The reason data centers are attractive to local governments is that they promise to generate lots of tax revenue, and, in Stafford, that notion is already becoming a reality.
But two county supervisors said Tuesday night that they aren’t interested in data center money for money’s sake.
In a presentation to the board of supervisors, Stafford Commissioner of the Revenue Scott Mayausky said that the Stack Infrastructure limited liability company that’s building a large data center campus on Eskimo Hill Road is already the county’s third-largest taxpayer at $2.8 million annually, behind Amazon’s distribution operation at $3.7 million, and Virginia Electric and Power Company, a subsidiary of Dominion Energy, at $3.2 million.

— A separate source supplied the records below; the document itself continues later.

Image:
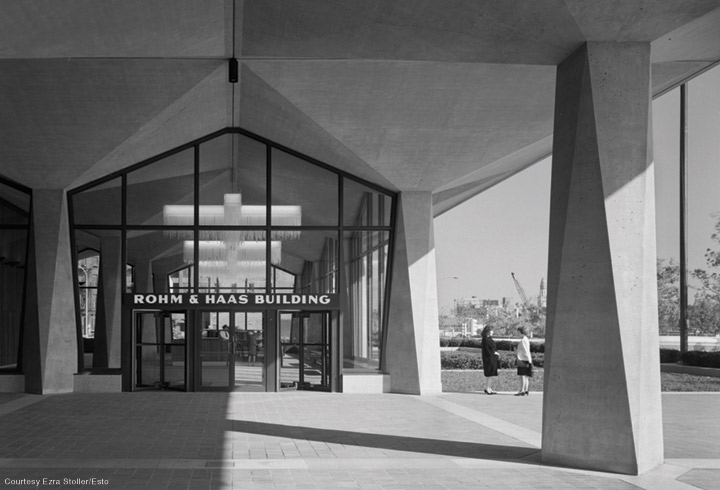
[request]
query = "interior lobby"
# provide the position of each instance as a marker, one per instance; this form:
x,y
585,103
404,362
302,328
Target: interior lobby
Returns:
x,y
238,195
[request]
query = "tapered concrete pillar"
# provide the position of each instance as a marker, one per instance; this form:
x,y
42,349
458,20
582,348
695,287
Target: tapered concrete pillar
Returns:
x,y
602,384
412,349
109,327
50,350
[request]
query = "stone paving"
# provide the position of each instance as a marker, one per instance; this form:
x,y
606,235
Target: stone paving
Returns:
x,y
303,440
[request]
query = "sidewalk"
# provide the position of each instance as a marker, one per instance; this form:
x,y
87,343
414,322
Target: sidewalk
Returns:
x,y
297,440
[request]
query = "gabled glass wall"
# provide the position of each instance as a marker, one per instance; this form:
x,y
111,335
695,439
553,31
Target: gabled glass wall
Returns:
x,y
234,213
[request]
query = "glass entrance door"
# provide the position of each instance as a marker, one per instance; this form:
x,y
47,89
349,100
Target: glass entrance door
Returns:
x,y
160,351
305,350
231,351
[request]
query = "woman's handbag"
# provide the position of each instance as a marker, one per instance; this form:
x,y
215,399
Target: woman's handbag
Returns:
x,y
522,363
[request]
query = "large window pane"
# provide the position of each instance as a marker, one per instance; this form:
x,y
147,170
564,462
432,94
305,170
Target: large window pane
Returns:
x,y
703,247
13,245
152,188
233,261
301,187
666,131
100,273
155,255
366,255
313,260
233,174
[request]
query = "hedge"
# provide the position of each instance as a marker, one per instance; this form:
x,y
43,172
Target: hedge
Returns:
x,y
701,358
501,344
506,347
473,360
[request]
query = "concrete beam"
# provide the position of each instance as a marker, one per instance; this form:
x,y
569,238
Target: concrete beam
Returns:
x,y
602,386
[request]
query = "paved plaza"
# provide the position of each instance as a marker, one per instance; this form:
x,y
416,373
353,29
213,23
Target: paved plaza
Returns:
x,y
305,440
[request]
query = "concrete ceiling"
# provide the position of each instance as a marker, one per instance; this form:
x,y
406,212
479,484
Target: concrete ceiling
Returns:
x,y
447,96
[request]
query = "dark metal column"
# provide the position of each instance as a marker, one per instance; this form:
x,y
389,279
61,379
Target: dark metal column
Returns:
x,y
683,216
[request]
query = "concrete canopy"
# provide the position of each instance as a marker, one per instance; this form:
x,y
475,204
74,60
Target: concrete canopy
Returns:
x,y
449,97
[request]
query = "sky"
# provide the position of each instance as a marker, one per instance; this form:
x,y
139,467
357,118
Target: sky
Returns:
x,y
479,243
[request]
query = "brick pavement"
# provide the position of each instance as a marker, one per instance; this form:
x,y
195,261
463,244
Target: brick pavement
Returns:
x,y
297,440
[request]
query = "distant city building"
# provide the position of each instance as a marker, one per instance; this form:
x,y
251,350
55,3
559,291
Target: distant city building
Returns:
x,y
542,297
476,302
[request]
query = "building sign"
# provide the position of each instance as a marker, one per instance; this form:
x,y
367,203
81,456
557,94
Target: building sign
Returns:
x,y
271,301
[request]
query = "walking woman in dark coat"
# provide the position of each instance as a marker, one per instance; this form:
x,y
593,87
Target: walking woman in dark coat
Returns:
x,y
490,358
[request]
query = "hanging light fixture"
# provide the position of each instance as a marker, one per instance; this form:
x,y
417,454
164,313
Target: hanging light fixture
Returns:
x,y
232,213
231,252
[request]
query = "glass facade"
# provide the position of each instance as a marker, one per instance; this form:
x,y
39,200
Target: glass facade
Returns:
x,y
234,213
686,121
14,226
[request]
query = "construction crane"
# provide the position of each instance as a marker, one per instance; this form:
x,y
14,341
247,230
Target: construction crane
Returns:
x,y
521,292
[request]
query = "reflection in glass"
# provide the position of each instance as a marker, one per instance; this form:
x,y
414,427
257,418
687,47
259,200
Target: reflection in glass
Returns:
x,y
155,256
230,263
233,164
666,121
292,178
366,275
160,350
13,244
703,213
314,261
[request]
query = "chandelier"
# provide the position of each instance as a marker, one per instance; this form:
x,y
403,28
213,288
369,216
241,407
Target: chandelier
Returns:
x,y
232,252
232,213
230,255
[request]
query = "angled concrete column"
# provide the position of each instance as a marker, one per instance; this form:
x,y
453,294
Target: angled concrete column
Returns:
x,y
108,328
602,384
52,357
412,349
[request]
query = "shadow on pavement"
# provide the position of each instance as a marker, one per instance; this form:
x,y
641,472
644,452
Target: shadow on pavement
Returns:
x,y
439,447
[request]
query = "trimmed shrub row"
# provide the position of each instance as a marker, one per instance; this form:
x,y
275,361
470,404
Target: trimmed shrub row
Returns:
x,y
501,344
506,347
473,360
697,358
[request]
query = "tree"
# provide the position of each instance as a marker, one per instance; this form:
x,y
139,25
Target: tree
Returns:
x,y
668,278
705,312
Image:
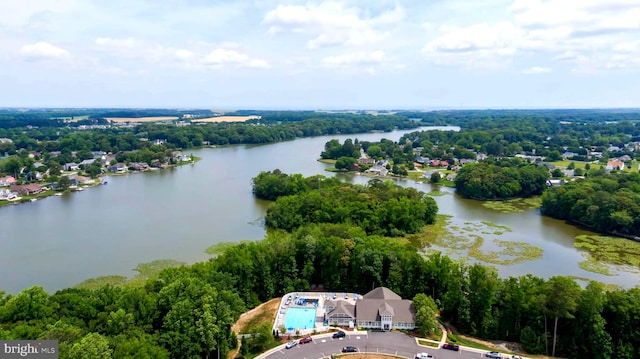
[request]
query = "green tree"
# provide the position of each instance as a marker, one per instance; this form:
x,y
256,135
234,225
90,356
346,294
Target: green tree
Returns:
x,y
426,311
435,177
562,296
63,183
91,346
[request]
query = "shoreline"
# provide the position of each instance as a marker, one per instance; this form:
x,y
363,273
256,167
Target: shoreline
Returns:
x,y
98,181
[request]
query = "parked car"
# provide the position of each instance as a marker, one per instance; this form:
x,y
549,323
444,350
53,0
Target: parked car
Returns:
x,y
450,346
349,349
424,356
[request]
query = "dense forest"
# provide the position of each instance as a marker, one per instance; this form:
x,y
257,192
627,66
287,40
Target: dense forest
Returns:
x,y
505,178
348,238
606,203
378,208
187,311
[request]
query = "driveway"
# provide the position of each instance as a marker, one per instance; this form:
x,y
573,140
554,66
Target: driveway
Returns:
x,y
374,342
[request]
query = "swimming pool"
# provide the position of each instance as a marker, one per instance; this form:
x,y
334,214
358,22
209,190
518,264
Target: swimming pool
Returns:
x,y
300,318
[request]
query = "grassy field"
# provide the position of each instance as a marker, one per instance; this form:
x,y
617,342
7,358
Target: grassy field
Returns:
x,y
146,271
227,119
141,119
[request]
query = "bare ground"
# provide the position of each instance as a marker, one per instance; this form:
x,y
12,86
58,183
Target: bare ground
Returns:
x,y
263,313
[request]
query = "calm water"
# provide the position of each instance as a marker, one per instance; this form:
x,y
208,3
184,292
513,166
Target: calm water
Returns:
x,y
60,241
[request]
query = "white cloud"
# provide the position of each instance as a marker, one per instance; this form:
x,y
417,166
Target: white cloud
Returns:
x,y
480,45
359,58
222,56
43,50
332,23
578,32
109,42
535,70
183,54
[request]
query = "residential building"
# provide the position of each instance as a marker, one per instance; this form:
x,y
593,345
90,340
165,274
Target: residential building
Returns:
x,y
26,189
614,164
381,308
7,181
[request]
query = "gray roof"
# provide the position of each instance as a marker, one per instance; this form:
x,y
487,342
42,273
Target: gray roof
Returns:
x,y
381,293
402,310
343,307
383,301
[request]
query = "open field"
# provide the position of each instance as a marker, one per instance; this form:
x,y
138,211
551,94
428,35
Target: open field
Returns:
x,y
226,119
141,119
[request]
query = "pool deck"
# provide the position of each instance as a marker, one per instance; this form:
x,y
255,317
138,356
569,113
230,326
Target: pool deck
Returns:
x,y
292,300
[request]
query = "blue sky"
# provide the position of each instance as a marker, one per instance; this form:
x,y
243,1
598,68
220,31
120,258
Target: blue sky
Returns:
x,y
280,54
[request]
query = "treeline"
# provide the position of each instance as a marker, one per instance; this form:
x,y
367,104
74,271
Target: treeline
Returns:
x,y
126,139
606,203
378,208
501,179
542,133
188,311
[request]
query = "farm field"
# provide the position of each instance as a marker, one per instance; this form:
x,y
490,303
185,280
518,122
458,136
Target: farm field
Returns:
x,y
227,119
141,119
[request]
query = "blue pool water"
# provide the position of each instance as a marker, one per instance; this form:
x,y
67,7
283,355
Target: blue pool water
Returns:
x,y
300,318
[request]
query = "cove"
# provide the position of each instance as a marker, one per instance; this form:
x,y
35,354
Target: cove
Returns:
x,y
177,213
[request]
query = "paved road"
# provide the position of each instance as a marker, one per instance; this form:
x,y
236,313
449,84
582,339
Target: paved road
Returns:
x,y
374,342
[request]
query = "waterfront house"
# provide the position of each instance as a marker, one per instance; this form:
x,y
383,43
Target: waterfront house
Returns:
x,y
614,164
7,195
82,179
7,181
381,308
71,166
88,162
117,168
138,166
26,189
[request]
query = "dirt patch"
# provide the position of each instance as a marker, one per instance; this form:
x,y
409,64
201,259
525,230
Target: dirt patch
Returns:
x,y
265,312
226,119
141,119
369,356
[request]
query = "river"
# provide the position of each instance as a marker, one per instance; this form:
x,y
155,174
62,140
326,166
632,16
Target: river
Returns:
x,y
177,213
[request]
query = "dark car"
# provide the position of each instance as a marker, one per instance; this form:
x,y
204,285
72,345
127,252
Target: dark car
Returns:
x,y
450,346
349,349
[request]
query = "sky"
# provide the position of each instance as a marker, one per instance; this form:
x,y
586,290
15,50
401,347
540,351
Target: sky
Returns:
x,y
287,54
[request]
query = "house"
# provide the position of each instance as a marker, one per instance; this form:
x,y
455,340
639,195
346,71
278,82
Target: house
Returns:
x,y
117,168
88,162
71,166
6,195
366,160
138,166
378,170
614,164
82,179
7,181
26,189
381,308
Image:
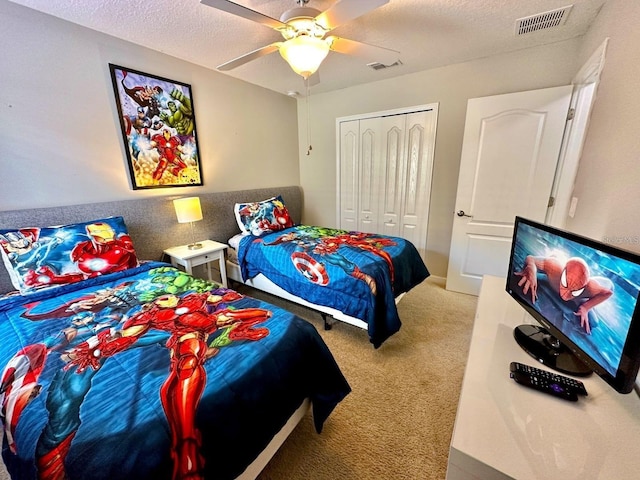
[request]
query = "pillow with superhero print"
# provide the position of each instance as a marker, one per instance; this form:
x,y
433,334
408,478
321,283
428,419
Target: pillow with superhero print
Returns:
x,y
258,218
38,257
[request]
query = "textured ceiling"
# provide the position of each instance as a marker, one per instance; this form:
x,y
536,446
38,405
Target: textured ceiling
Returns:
x,y
427,33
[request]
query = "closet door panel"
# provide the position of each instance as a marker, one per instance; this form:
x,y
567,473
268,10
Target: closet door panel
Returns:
x,y
392,167
368,215
349,173
420,135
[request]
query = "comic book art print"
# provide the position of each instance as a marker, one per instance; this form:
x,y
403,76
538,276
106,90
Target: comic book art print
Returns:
x,y
158,129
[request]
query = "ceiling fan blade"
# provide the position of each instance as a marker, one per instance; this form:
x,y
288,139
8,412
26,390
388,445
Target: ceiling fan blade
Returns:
x,y
247,57
344,11
244,12
363,50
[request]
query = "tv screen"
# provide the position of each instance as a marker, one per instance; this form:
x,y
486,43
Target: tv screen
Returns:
x,y
584,294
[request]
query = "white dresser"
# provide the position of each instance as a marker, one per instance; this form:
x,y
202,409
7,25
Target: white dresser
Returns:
x,y
506,431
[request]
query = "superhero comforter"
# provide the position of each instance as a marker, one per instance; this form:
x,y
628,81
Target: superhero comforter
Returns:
x,y
151,373
359,274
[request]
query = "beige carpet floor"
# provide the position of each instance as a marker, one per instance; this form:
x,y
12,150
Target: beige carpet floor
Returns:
x,y
397,422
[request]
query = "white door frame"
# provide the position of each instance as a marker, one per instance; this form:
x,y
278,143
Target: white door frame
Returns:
x,y
585,85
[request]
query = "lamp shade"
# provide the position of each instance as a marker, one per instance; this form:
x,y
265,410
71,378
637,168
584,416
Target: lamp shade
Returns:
x,y
304,54
188,209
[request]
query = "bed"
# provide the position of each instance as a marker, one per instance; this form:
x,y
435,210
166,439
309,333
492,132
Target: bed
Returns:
x,y
355,277
114,367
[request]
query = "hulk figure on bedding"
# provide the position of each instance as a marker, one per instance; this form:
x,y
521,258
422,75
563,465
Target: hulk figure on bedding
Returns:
x,y
171,281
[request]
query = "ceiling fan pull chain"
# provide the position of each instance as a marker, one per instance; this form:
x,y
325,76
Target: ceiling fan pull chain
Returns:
x,y
306,83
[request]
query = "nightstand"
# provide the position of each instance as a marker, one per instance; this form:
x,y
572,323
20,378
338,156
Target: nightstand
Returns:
x,y
210,252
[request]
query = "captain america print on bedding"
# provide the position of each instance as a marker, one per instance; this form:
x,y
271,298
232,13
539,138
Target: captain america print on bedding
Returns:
x,y
258,218
151,373
358,273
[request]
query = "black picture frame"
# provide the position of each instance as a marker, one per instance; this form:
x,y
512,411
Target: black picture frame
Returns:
x,y
158,125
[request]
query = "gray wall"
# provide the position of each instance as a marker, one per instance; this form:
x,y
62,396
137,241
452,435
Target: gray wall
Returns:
x,y
54,154
60,129
451,87
608,180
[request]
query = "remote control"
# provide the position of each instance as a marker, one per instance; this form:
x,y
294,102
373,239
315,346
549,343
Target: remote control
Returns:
x,y
547,382
571,383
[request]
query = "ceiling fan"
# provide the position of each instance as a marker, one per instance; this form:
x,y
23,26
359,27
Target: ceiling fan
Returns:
x,y
304,28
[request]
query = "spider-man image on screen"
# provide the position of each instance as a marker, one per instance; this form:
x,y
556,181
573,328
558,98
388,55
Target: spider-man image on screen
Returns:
x,y
587,294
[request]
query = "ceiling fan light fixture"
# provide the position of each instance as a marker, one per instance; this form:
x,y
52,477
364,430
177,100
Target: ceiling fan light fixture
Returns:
x,y
304,54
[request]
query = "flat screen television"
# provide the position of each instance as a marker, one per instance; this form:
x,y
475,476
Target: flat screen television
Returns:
x,y
584,294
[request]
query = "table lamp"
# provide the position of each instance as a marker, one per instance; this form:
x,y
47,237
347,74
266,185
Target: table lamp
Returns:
x,y
188,210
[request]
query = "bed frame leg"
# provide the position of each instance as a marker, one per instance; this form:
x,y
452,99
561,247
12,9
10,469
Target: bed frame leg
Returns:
x,y
327,323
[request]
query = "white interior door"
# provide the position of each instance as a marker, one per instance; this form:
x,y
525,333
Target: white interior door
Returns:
x,y
509,155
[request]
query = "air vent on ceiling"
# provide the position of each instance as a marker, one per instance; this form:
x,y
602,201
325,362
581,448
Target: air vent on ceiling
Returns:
x,y
542,21
381,66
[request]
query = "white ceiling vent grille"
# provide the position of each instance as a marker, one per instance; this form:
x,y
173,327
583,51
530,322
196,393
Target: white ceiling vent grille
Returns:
x,y
381,66
542,21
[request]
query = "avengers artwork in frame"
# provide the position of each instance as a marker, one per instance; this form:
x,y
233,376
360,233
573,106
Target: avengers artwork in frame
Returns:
x,y
158,129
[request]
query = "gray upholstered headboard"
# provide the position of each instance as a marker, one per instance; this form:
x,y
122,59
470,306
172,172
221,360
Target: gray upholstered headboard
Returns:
x,y
152,222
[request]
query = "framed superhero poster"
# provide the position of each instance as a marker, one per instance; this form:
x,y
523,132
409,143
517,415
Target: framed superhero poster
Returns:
x,y
158,129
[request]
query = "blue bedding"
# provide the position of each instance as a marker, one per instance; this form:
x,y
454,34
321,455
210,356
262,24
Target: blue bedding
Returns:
x,y
152,373
357,273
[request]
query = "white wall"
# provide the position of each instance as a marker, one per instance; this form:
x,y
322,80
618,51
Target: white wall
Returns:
x,y
451,86
608,182
60,136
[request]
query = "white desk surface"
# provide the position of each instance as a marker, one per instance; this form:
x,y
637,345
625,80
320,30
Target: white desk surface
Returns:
x,y
504,430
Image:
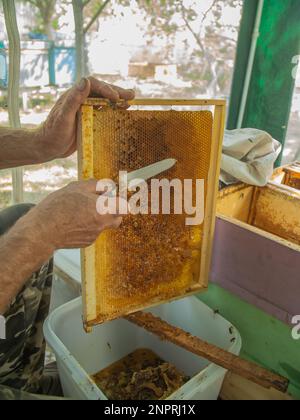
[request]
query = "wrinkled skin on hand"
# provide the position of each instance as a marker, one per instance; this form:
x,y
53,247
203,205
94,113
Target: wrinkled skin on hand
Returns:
x,y
58,134
68,218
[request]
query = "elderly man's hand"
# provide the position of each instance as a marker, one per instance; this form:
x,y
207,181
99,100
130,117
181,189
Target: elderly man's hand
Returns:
x,y
57,136
68,218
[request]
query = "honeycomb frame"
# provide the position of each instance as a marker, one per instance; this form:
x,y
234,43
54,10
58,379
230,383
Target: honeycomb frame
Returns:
x,y
87,130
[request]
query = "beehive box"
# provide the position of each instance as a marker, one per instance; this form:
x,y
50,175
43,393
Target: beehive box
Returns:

And Stack is not even finished constructing its project on roughly 500 acres near the Rappahannock Regional Landfill. The property is slated for 19 data centers, facilities that house computer systems used for data storage and processing.
“Even though they don’t have a building, they’re already our third-highest taxpayer based on the value of the land that was rezoned,” Mayausky said.
That means the project should generate even more local revenue in the future, the commissioner said, including taxes on six associated electric substations that will bring in a combined more than $100,000 by themselves.
And the Stack venture, approved by the supervisors about a year ago, is only one example of a data center’s tax revenue. Stafford’s entire commercial tax base is only about $12.5 million, Mayausky said.
“So it would take a lot from other industries to make up that volume of revenue that data centers do,” he said.
However, board Chairman Deuntay Diggs said that the notion that he and his colleagues are worried only about money isn’t true.
Some data center opponents say that generating revenue shouldn’t come at the expense of what they see as downsides, including concerns over the noise data centers create as well as their potential to overuse water for cooling.
“But revenue is a part of the conversation,” Diggs said. “And so, you know, from my perspective, no one business is going to be the answer to all of our challenges. But we have to have some real conversations in terms of, yes, we want to protect the environment. Yes, we want to protect people’s homes.
“But we also want people to be able to stay in the homes that they’ve lived in for 20-plus years, and so there’s a lot to this.”
Aquia District Supervisor Monica Gary also said it’s easy to get distracted by the argument that data centers are all about money.
“You know, I was sitting here reflecting, and I do like to look at a budget as a moral document, not just a fiscal document,” Gary said. “And, if we were broke, we couldn’t do anything for the people that we were elected to serve and that we care about, which is why we ran for office in the first place.”
After Tuesday’s meeting, though, members of the data center watchdog group Protect Stafford talked about the issue in the county government center parking lot, and they clearly weren’t swayed by the supervisors’ comments.
Group member Abby Carter said she felt like county staff were told to come to the meeting and “completely negate” what a county Planning Commission subcommittee recommended as environmental protections from data centers.
And the money part?
“It’s all about the money,” Carter said.